Ottimismo, cosa rara: come mai?

Censisce il livello di ottimismo globale il 39esimo rapporto annuale sulle prospettive, le aspettative e le convinzioni degli abitanti di 68 diversi paesi del mondo. È pubblicato da Win-Gallup, ci dice che il 66 per cento delle persone al mondo si reputa felice della propria vita, con un decremento rispetto al 70 per cento del 2014.

Va un po’ peggio con le prospettive di miglioramento economico: solo il 45 per cento del campione ci crede, contro un 22 per cento di pessimisti e un 28 per cento convinto che le cose resteranno come sono ora.
Infine, un po’ più di una persona su due (il 52 per cento) spera che il 2016 sarà migliore del 2015.

ULTIMI PER SPERANZA, TERZ’ULTIMI PER OTTIMISMO

La classifica per nazioni vede prima per felicità la Colombia, prima per ottimismo su un possibile miglioramento delle prospettive economiche la Nigeria e primo per speranza il Bangladesh.
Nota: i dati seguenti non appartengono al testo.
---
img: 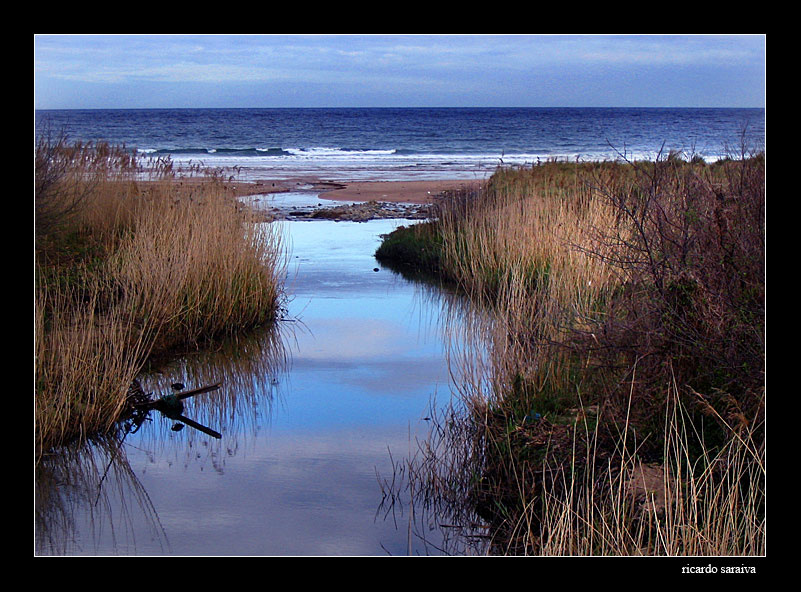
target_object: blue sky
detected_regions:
[34,35,766,109]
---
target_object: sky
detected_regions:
[34,34,766,109]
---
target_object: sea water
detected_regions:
[36,108,765,181]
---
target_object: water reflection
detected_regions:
[35,326,287,555]
[37,213,506,556]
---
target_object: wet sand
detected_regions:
[232,179,481,204]
[320,180,480,204]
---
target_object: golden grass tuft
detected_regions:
[35,139,284,454]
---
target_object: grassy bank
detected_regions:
[384,149,765,555]
[34,136,283,454]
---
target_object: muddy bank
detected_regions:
[253,201,433,222]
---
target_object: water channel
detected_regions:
[36,195,484,556]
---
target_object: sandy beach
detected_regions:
[228,178,481,204]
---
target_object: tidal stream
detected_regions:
[36,193,476,556]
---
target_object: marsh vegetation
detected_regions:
[376,150,766,555]
[34,133,284,459]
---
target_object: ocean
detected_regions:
[35,108,765,181]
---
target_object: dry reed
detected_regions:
[35,140,284,454]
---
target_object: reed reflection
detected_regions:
[34,323,292,555]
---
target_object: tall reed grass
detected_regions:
[384,152,766,555]
[35,137,284,454]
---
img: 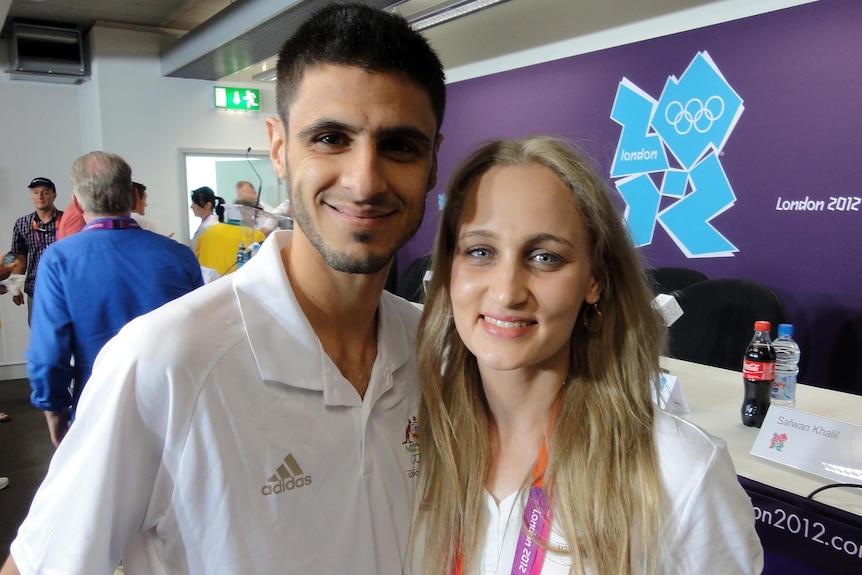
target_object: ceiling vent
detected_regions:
[7,22,87,84]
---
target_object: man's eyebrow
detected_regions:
[298,118,358,140]
[380,126,431,148]
[297,118,431,148]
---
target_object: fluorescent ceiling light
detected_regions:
[251,68,278,82]
[407,0,507,31]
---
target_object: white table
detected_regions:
[662,358,862,515]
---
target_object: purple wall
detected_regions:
[399,0,862,394]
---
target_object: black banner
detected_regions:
[739,477,862,575]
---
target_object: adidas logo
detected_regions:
[260,453,311,495]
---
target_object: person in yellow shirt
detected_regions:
[195,223,264,277]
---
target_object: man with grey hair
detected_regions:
[26,152,203,446]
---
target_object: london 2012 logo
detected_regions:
[611,52,744,258]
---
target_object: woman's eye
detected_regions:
[465,247,491,259]
[532,252,563,265]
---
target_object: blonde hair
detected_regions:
[417,137,664,575]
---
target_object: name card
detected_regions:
[656,372,689,415]
[751,405,862,483]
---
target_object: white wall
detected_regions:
[0,27,276,380]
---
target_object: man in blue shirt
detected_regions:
[26,152,203,446]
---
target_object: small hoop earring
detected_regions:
[584,300,602,333]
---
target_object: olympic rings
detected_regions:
[664,96,724,136]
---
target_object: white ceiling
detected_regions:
[0,0,811,81]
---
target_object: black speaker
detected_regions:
[8,22,87,82]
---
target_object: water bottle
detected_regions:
[742,321,775,427]
[236,242,246,269]
[772,323,799,407]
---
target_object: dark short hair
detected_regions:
[191,186,224,222]
[277,4,446,130]
[132,182,147,198]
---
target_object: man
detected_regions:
[9,178,63,323]
[26,152,203,446]
[234,180,278,236]
[132,182,163,233]
[2,6,445,575]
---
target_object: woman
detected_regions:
[414,138,763,575]
[189,186,224,251]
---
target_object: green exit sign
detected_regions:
[214,86,260,110]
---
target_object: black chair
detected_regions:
[645,268,709,295]
[397,254,431,303]
[668,279,785,371]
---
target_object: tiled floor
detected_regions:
[0,379,54,563]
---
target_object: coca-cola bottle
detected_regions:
[742,321,775,427]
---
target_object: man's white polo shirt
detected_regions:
[11,232,419,575]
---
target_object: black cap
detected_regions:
[27,178,57,193]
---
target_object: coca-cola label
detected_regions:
[742,359,775,381]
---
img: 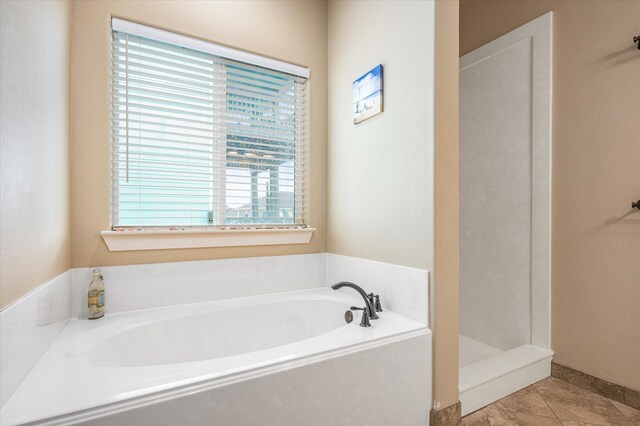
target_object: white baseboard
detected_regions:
[460,345,553,416]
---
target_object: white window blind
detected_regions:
[112,23,306,227]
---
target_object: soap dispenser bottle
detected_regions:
[88,269,104,319]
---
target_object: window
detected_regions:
[112,19,308,229]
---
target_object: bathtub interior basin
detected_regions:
[88,299,349,367]
[0,288,430,425]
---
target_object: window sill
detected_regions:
[100,228,315,251]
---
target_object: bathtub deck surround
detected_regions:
[2,288,429,424]
[0,253,431,425]
[0,270,71,407]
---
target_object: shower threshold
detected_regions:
[459,336,553,416]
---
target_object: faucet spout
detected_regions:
[331,281,378,319]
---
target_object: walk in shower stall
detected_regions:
[459,13,553,415]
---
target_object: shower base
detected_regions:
[459,335,553,416]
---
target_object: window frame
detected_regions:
[101,18,315,251]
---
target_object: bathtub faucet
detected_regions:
[331,281,378,319]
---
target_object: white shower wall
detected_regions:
[460,38,532,350]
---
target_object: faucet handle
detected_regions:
[373,294,382,312]
[350,306,371,327]
[367,293,382,312]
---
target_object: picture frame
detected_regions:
[353,64,383,124]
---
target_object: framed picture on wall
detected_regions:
[353,65,382,124]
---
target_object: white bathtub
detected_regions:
[0,288,431,425]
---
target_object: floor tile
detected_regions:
[462,377,640,426]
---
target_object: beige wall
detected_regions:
[431,0,459,408]
[460,0,640,390]
[0,0,71,307]
[327,1,434,270]
[71,1,327,267]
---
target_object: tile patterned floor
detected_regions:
[461,377,640,426]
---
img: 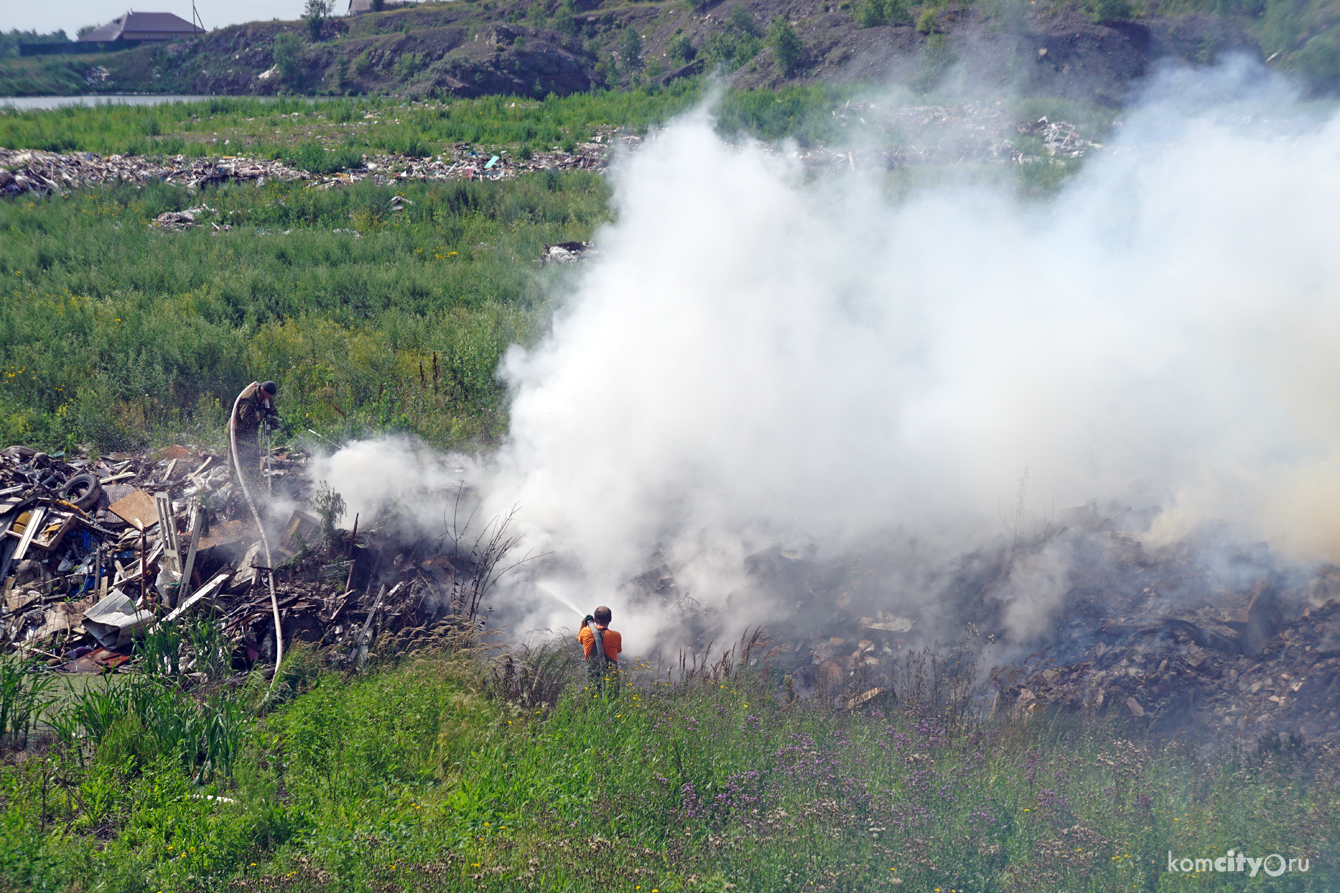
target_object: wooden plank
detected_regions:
[107,489,158,528]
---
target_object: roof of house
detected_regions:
[79,12,205,40]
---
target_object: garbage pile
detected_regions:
[0,133,616,196]
[0,447,492,673]
[996,576,1340,741]
[620,507,1340,747]
[782,101,1103,170]
[0,149,308,196]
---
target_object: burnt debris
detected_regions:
[0,437,498,672]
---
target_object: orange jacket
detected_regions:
[578,626,623,664]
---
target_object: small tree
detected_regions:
[271,31,303,87]
[768,16,805,78]
[303,0,335,40]
[666,31,698,64]
[1084,0,1135,24]
[619,25,642,71]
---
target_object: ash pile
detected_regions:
[0,437,493,673]
[624,505,1340,747]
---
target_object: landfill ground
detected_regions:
[0,434,1340,747]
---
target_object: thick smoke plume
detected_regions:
[316,64,1340,650]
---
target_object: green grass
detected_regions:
[0,172,608,449]
[0,88,1110,451]
[0,649,1340,893]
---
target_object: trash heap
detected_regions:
[996,586,1340,743]
[0,133,616,196]
[620,517,1340,748]
[0,447,493,673]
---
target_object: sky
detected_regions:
[9,0,340,38]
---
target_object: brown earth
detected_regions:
[91,0,1261,105]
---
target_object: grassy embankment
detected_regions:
[0,630,1340,893]
[0,88,1104,451]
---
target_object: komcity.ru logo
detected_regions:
[1168,850,1312,877]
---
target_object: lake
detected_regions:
[0,94,210,111]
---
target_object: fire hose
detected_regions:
[228,382,284,688]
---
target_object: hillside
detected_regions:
[0,0,1340,106]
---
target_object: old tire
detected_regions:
[60,472,102,511]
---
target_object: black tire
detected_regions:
[60,472,102,511]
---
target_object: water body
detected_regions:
[0,94,213,111]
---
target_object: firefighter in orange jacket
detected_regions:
[578,605,623,688]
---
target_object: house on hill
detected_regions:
[79,12,205,43]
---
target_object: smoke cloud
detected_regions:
[321,57,1340,650]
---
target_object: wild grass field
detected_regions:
[0,88,1111,451]
[0,630,1340,893]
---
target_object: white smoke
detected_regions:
[321,57,1340,650]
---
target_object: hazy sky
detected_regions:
[0,0,329,38]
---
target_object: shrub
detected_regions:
[768,16,804,78]
[854,0,911,28]
[666,31,698,64]
[619,25,642,71]
[271,31,303,87]
[303,0,335,40]
[1084,0,1135,24]
[702,5,762,71]
[1286,32,1340,88]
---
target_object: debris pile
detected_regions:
[620,507,1340,747]
[782,101,1103,170]
[0,134,616,196]
[0,437,497,672]
[996,583,1340,741]
[0,149,307,196]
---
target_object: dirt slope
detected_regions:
[89,0,1261,103]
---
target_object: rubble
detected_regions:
[0,102,1103,201]
[0,437,492,672]
[996,595,1340,741]
[0,134,616,199]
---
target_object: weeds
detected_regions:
[0,632,1340,893]
[0,654,55,747]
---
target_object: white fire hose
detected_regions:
[228,381,284,688]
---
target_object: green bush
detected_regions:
[666,31,698,64]
[271,31,303,87]
[768,16,805,78]
[701,5,762,71]
[854,0,911,28]
[1286,29,1340,90]
[1084,0,1135,24]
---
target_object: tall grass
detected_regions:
[0,644,1340,893]
[0,172,608,449]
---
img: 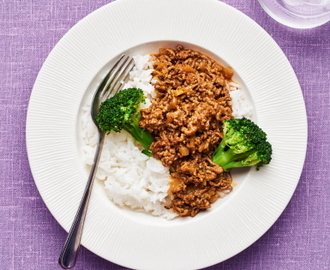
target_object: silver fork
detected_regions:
[58,55,134,269]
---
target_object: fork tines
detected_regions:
[100,54,134,101]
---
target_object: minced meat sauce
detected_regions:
[140,45,233,217]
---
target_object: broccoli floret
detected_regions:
[95,88,154,156]
[212,118,272,171]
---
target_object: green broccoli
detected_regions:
[95,88,154,156]
[212,118,272,171]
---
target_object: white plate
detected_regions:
[27,0,307,269]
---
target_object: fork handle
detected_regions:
[58,131,105,269]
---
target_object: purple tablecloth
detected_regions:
[0,0,330,270]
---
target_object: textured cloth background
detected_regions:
[0,0,330,270]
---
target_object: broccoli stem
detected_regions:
[212,139,255,171]
[123,120,154,156]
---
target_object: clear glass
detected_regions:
[258,0,330,28]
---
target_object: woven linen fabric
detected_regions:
[0,0,330,270]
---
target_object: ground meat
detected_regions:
[139,45,233,216]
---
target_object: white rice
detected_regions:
[82,52,252,219]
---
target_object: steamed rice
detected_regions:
[82,52,252,219]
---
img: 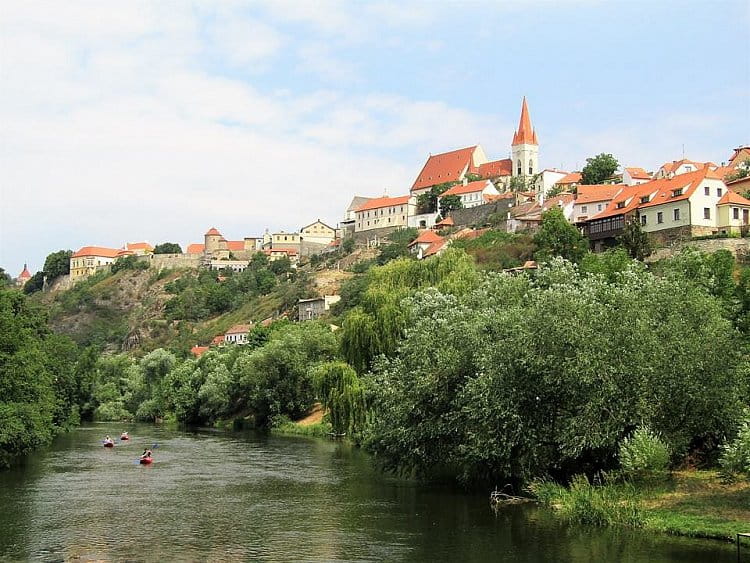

Ottimismo e speranza sono tipici delle nazioni giovani ed emergenti, ricorda Gallup.

L’Italia è ultima per speranza in un anno migliore di quello passato (per dire: l’Italia è più disperata dell’Iran, della Grecia e della Palestina), terz’ultima per ottimismo, e si colloca (anche se solo al decimo posto) tra i dieci paesi più infelici del mondo.
Queste le percentuali italiane: 44% di felici contro un 43 per cento di infelici. Un miserrimo 8 per cento di ottimismo sul fatto che l’economia migliorerà contro un 55 per cento di pessimismo. Un modesto 15 per cento di speranzosi contro un 52 per cento che è senza speranza.

SOLO VECCHI O ANCHE DISFATTISTI?

Siamo così catastrofisti soltanto perché siamo un paese vecchio (un terzo della popolazione ha più di sessant’anni) e in preoccupante calo demografico? Notate che il calo deriva in primo luogo da un decremento delle nascite. E prima di spaventarvi (come tanti hanno fatto, non solo in rete) per l’incremento dei decessi, leggete questo articolo di Marco Cattaneo, direttore di Le Scienze. Ma faccio fatica a pensare che l’alta età media degli italiani possa, da sola, spiegare la depressione e il deserto di ottimismo registrati da Gallup. Ho il sospetto che c’entri, almeno un po’ il pernicioso fenomeno del disfattismo all’italiana, e che c’entri anche un po’ la propensione al “problem creating” (altro che problem solving!) segnalata da un bell’articolo su Linkiesta, dove peraltro si sottolinea anche la responsabilità dei media nell’enfatizzare le cattive notizie e nel creare allarme sociale senza guardare troppo per il sottile.